The Epistle to the Philippians, commonly referred to as Philippians, is a Pauline epistle of the New Testament of the Christian Bible. The epistle is attributed to Paul the Apostle and a co-author named Timothy, and is addressed to the Christian church in Philippi. Paul and Silas first visited Philippi in Greece during Paul's second missionary journey, which occurred between approximately 49 and 51 AD. In the account of his visit in the Acts of the Apostles, Paul and Silas are accused of "disturbing the city".
There is a general consensus that Philippians consists of authentically Pauline material, and that the epistle is a composite of multiple letter fragments from Paul to the church in Philippi. These letters could have been written from Ephesus in 52-55 AD or Caesarea Maritima in 57-59, but the most likely city of provenance is Rome, around 62 AD, or about 10 years after Paul's first visit to Philippi.
Starting in the 1960s, a general consensus has emerged among biblical scholars that Philippians was not written as one unified letter, but is rather a compilation of fragments from three separate letters from Paul to the church in Philippi. Philippians contains the following letter fragments:
In support of the idea that Philippians is a composite work, scholars point to the abrupt shifts in tone and topic within the text. There also seem to be chronological inconsistencies from one chapter to the next concerning Paul's associate Epaphroditus.

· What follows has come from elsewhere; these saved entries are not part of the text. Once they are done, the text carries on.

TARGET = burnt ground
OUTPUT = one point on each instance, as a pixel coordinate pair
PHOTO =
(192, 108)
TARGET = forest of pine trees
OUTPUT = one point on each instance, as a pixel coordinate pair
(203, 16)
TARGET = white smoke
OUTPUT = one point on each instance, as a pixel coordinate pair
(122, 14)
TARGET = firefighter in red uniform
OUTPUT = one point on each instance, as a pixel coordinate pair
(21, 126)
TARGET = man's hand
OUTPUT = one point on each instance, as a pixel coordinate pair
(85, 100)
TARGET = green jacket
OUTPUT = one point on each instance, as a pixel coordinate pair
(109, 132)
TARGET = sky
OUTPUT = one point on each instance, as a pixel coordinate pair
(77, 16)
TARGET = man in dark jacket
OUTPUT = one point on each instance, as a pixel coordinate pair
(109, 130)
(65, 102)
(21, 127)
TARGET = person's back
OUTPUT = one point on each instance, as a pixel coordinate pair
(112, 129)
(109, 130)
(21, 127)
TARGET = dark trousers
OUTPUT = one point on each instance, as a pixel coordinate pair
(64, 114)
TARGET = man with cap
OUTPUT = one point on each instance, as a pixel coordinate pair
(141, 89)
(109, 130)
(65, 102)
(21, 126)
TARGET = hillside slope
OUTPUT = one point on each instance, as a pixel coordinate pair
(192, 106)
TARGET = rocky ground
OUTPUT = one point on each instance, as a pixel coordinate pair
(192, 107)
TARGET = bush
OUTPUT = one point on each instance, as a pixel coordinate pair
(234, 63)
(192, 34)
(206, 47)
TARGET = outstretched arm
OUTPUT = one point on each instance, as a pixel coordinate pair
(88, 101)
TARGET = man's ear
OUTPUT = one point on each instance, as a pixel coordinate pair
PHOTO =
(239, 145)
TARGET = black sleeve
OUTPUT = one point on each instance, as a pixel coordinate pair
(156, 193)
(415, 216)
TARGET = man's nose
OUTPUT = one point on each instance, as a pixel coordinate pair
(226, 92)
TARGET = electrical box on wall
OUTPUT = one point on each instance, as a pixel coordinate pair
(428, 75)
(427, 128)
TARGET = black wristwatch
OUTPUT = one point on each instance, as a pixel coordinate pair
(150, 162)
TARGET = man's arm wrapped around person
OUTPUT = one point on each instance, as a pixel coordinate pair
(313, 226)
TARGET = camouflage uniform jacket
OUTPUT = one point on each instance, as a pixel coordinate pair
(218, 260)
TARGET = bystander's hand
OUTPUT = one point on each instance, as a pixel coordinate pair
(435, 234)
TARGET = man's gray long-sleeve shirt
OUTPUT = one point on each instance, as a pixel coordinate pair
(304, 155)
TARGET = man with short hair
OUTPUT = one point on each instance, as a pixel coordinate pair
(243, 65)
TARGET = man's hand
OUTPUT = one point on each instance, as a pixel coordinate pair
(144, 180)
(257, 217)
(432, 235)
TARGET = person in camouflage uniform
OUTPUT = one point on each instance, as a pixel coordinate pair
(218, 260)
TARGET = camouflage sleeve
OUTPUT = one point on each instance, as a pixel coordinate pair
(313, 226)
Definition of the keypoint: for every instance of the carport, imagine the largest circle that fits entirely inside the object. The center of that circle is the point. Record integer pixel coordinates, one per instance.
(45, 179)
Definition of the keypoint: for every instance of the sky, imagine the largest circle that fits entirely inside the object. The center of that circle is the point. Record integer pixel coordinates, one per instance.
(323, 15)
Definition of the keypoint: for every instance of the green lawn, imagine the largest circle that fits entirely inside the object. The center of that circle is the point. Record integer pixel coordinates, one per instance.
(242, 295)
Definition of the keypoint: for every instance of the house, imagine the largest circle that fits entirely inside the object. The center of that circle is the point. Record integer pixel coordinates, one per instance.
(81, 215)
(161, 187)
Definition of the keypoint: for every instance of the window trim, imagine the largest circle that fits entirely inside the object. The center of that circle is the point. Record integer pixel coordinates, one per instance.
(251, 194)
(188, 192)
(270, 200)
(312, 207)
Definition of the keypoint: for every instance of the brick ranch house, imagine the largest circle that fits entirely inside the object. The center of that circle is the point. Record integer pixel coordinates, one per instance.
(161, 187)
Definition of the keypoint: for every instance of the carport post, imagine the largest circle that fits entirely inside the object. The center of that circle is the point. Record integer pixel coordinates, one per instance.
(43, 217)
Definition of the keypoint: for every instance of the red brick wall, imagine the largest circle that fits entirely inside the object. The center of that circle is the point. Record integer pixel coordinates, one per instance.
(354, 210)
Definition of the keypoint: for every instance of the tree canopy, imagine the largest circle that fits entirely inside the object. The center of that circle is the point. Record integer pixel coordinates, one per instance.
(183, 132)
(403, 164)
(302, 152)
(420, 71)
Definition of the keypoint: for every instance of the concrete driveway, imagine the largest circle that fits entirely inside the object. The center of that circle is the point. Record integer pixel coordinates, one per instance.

These letter fragments likely would have been edited into a single document by the first collector of the Pauline corpus, although there is no clear consensus among scholars regarding who this initial collector may have been, or when the first collection of Pauline epistles may have been published.
Today, a majority of scholars believe that Philippians is a composite of multiple letter fragments. Nevertheless, a number of scholars continue to argue for the unity of Philippians.
Regardless of the literary unity of the letter, scholars agree that the material that was compiled into the Epistle to the Philippians was originally composed in Greek, sometime during the 50s or early 60s AD.
It is uncertain where Paul was when he wrote the letter(s) that make up Philippians. Internal evidence in the letter itself points clearly to it being composed while Paul was in custody, but it is unclear which period of imprisonment the letter refers to. If the testimony of the Acts of the Apostles is to be trusted, candidates would include the Roman imprisonment at the end of Acts, and the earlier Caesarean imprisonment (Acts 23-26). Any identification of the place of writing of Philippians is complicated by the fact that some scholars view Acts as being an unreliable source of information about the early Church.